Yes. If you qualify for a premium tax credit, you may also qualify for a cost-sharing reduction that would help you pay for such out-of-pocket expenses as deductibles and copays. You must enroll in a Silver-level plan to get this assistance.
The MassHealth Premium Assistance (PA) program reimburses some or all of the premium costs for people with certain types of employer-provided health plans. Eligibility varies based on household income and several other factors, including disability status, the presence of children in the home and the type of plan offered by the employer. Call MassHealth premium assistance experts to learn more at 800-862-4840.
ConnectorCare offers plans with low or no premiums, no deductibles and low out-of-pocket costs to Massachusetts households who earn up to 500 percent of the federal poverty level.
Certain residents also may be eligible for Health Safety Net, which can help cover hospital and community care center costs if your household is at or below 300 percent of the federal poverty level — or in other words, an annual income of $43,740 per person or $90,000 for a family of four. You may still need to meet a deductible, depending on your income.

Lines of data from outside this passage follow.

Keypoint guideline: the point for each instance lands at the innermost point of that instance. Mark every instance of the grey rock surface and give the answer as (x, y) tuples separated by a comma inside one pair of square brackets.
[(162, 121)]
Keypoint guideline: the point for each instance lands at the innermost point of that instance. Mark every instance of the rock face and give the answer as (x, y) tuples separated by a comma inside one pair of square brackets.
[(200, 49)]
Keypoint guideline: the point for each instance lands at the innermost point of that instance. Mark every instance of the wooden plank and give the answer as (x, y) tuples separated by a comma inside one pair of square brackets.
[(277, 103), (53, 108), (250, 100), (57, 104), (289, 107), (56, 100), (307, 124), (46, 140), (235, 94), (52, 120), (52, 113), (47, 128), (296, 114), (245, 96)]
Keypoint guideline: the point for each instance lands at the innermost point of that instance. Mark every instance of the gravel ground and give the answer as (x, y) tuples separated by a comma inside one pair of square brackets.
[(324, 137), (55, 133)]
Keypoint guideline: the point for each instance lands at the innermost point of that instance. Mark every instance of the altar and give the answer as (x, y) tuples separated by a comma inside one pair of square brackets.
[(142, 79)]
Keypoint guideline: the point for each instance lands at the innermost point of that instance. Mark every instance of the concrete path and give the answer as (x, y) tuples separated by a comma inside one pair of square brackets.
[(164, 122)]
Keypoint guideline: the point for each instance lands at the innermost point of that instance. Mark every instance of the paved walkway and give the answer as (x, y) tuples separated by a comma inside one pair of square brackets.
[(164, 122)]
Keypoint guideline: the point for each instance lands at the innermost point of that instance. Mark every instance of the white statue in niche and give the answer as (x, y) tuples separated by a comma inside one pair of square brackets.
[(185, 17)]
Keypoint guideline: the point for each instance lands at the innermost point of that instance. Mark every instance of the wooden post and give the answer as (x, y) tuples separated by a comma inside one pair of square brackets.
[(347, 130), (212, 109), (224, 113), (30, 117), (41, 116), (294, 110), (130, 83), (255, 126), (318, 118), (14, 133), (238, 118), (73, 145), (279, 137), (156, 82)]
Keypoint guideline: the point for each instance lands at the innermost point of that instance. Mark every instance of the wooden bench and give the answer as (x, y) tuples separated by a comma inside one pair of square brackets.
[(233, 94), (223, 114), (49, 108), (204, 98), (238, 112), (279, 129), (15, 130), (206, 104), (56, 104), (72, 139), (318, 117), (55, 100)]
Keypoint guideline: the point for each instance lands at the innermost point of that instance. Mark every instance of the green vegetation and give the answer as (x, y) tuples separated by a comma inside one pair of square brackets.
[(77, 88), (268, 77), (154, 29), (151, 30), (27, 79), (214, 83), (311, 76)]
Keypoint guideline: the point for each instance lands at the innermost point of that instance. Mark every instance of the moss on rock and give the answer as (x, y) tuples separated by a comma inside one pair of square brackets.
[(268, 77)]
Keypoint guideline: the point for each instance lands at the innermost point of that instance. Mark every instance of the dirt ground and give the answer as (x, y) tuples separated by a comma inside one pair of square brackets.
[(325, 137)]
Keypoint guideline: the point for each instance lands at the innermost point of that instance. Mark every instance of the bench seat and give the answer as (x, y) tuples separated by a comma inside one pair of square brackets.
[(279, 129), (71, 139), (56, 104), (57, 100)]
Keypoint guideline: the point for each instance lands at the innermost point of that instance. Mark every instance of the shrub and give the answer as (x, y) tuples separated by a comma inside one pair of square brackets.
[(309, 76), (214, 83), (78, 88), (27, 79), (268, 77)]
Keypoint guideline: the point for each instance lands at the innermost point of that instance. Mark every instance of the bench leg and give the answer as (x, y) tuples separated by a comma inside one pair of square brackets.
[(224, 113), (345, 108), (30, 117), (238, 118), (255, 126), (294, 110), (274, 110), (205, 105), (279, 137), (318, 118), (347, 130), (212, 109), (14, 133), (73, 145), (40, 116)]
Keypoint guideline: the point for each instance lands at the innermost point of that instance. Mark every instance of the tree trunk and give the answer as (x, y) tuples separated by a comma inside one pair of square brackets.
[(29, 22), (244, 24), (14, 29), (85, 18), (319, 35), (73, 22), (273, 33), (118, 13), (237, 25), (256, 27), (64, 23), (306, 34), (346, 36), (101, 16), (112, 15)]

Use the marketplace website’s Get an Estimate tool to see if you qualify for savings.
What if I already have health insurance?
If you already have affordable coverage — through your employer, for example — you most likely will not qualify for financial help offered through the marketplace plans.
If you’re independently enrolled in a private health insurance plan, not through an employer, you may qualify for significant savings if you switch to a Massachusetts Health Connector plan. But you may need to wait until open enrollment begins.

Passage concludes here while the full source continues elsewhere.